Gabriel falava em crianças, Waldemar falava em negócios; Gabriel mostrava carências, Waldemar reivindicava mais recursos; Gabriel destacava educação, Waldemar adquiria mais bens; Gabriel falava em diferenças sociais, Waldemar alegava obrigações do governo.
Aconteceu com nosso suposto missionário o que reza a lenda dos “Midas” da atualidade: de tanto identificar-se com os bens materiais, os empolgados com a riqueza passam a fazer parte deles, assim como, no inverso, quem se torna ganancioso e obstinado pelo dinheiro começa a adquirir a fungibilidade do dinheiro. Quem se afasta dos compromissos espirituais, e passa a amar coisas, aos poucos vai se coisificando.
Ensina Emmanuel que, em geral, esses que se empolgam em demasia com os prazeres materiais, e que se esquecem das promessas firmadas na espiritualidade, somente acordam quando a doença ou a morte os abraça. Elas são as enfermeiras da alma, que nos envolvem e nos fazem recordar os pactos firmados, antes de iniciarmos a jornada terrestre.
— Ah! Se fosse possível voltar… — pensam eles.
Qual foi o destino do nosso personagem? — deve estar indagando o caro leitor.

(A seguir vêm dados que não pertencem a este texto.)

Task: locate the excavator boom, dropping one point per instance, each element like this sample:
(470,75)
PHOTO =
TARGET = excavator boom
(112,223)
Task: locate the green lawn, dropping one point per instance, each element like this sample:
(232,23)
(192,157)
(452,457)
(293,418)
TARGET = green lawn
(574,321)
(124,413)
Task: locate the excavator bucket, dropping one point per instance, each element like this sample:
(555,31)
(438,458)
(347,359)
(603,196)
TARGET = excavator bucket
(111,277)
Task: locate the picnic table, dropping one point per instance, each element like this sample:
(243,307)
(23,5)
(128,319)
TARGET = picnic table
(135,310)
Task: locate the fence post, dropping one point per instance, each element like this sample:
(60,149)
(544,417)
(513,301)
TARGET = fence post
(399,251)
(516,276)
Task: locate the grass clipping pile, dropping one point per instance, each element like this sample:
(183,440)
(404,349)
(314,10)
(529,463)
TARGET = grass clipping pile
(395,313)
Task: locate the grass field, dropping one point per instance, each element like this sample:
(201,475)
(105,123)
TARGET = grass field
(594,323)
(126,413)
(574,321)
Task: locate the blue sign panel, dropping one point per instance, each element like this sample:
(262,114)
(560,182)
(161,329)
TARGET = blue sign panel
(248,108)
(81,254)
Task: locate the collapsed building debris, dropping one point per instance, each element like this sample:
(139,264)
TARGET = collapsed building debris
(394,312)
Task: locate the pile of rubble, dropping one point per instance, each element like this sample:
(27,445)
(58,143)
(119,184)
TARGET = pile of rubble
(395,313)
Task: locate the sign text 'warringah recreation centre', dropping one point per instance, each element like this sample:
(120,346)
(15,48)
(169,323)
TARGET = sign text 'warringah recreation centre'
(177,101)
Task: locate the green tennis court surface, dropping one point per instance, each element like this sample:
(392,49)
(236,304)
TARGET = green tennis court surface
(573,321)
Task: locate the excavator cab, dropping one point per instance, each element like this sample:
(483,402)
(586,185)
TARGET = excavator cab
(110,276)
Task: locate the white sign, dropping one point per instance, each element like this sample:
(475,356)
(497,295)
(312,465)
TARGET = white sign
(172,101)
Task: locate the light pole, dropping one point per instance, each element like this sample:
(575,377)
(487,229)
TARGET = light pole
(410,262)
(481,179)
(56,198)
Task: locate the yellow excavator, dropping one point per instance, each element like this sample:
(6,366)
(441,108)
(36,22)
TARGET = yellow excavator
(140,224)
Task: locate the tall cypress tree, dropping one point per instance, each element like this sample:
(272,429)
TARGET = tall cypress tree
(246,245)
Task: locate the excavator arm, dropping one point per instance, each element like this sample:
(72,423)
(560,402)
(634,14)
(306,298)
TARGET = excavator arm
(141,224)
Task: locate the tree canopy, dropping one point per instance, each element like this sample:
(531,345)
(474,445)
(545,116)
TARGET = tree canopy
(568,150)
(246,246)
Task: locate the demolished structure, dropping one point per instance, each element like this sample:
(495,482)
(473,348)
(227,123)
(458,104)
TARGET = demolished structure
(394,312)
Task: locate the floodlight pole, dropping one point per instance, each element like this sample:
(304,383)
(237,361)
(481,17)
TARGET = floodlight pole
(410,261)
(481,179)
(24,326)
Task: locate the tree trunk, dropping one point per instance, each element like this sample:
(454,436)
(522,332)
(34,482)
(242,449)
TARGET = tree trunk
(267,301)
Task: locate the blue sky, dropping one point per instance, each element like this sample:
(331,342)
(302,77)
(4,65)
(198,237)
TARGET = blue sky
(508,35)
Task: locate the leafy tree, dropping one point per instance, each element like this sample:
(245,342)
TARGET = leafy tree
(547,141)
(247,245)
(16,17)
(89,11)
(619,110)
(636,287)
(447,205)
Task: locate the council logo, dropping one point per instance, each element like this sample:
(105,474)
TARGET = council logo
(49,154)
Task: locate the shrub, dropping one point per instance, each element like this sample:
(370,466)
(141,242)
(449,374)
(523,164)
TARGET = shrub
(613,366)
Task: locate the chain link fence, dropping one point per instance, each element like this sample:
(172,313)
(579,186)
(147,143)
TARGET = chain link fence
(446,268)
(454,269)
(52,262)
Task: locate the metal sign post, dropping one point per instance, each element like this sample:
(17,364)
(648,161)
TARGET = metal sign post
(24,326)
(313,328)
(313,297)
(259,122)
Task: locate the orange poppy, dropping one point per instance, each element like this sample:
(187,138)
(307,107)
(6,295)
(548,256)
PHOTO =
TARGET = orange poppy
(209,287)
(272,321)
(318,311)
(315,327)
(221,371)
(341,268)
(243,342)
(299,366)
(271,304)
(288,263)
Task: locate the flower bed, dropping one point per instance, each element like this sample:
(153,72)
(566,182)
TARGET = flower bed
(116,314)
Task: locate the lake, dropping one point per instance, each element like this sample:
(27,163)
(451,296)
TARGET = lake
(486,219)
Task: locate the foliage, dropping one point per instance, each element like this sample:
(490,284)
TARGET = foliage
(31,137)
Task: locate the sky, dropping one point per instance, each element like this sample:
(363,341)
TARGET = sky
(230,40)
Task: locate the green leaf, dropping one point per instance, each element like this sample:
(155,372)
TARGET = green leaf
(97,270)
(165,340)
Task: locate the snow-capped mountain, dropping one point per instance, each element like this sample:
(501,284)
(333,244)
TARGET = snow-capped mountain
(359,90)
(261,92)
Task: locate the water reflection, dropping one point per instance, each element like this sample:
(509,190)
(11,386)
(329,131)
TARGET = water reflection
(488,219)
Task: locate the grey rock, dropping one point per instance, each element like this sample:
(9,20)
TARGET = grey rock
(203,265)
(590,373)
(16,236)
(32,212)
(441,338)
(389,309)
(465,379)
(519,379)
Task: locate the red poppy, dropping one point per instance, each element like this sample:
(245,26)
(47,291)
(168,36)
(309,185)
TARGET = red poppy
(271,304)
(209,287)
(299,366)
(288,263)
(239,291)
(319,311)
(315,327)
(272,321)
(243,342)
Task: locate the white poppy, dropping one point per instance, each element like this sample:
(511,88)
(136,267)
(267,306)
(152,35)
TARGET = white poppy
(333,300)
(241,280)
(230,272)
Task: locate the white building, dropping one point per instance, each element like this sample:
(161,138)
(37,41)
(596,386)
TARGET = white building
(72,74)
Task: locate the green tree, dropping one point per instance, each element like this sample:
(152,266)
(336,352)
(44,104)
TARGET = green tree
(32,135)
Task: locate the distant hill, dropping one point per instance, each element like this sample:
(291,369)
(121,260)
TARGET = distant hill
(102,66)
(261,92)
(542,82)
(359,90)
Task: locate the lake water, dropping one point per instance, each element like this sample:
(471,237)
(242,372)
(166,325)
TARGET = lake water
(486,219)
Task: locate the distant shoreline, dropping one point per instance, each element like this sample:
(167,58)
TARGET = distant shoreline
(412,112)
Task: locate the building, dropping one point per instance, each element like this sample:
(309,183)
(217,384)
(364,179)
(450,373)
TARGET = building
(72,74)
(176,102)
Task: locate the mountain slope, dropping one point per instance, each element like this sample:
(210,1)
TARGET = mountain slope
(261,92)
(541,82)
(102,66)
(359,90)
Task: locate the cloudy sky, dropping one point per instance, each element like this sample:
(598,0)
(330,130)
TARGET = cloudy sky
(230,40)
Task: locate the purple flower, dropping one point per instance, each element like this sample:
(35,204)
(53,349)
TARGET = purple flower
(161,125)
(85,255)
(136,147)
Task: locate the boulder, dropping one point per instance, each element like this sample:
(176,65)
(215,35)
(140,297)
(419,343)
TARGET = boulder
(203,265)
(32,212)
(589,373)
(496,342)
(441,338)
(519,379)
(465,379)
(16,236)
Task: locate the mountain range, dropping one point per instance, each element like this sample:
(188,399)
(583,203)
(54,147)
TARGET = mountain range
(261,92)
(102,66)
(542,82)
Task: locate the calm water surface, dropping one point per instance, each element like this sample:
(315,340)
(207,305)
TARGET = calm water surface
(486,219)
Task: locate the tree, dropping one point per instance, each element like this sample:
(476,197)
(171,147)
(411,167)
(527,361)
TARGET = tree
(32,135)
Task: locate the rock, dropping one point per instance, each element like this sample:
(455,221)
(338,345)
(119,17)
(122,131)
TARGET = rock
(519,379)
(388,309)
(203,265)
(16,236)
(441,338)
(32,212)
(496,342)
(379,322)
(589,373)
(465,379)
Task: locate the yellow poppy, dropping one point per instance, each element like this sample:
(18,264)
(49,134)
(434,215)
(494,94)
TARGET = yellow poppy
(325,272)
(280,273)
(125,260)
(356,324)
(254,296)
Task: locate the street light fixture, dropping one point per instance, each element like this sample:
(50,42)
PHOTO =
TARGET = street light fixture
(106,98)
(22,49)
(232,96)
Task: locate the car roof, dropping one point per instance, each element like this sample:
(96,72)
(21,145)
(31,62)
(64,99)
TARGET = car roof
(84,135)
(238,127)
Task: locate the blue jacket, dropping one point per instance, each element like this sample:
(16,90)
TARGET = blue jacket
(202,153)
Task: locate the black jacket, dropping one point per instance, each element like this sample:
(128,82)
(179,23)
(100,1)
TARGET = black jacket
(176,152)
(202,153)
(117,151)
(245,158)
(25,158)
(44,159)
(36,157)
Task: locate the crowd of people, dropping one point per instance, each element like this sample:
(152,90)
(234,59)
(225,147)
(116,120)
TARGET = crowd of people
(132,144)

Certa ocasião, ao visitar determinada fazenda, onde iria implantar monopólios de abastecimento, Waldemar, inadvertidamente, não percebeu inocente casca de banana, que se transformou em improvisado patim. Caiu de costas e projetou o crânio em sólido pontiagudo, vindo a falecer imediatamente.
Ao chegar ao plano espiritual, foi recebido e amparado por Gabriel. Depois do abraço inicial de confraternização, ambos passaram em revista os sonhos de mocidade, os projetos sociais e as excelentes condições que Waldemar havia recebido da espiritualidade e que em nada frutificaram em favor das obrigações assumidas.
Waldemar caiu em si e começou a chorar.
— Meu amigo, meu amigo — disse Gabriel à guisa de consolo. Agradeçamos ao Senhor e à casca de banana a felicidade de reequilíbrio. Seu ideal voltou intacto. Esperemos que o berço lhe seja de novo propício.
***
Diz Emmanuel que muitos requisitam a porta estreita e a recebem. Entretanto, acomodam-se com a porta larga. Voltam a integrar o grupo dos ansiosos, que procuram entrar de novo e não conseguem.
***
Previnamo-nos, amigos leitores, contra os excessivos atrativos materiais que podem comprometer nossos ideais mais nobres. Qualquer que seja a tarefa, por mais humilde que pareça, todos somos missionários e temos um planejamento a cumprir. Obedeçamos à voz da consciência, que geralmente nada mais representa do que a advertência e a inspiração de nosso protetor espiritual, para que evitemos as cascas de bananas que podem nos levar ao fracasso de nossos empreendimentos morais.
Referências: Vinha de Luz, Emmanuel; Adaptação da lição A casca de banana, do livro Contos desta e doutra vida, Irmão X; O toque de Midas, de Roberto Tranjan.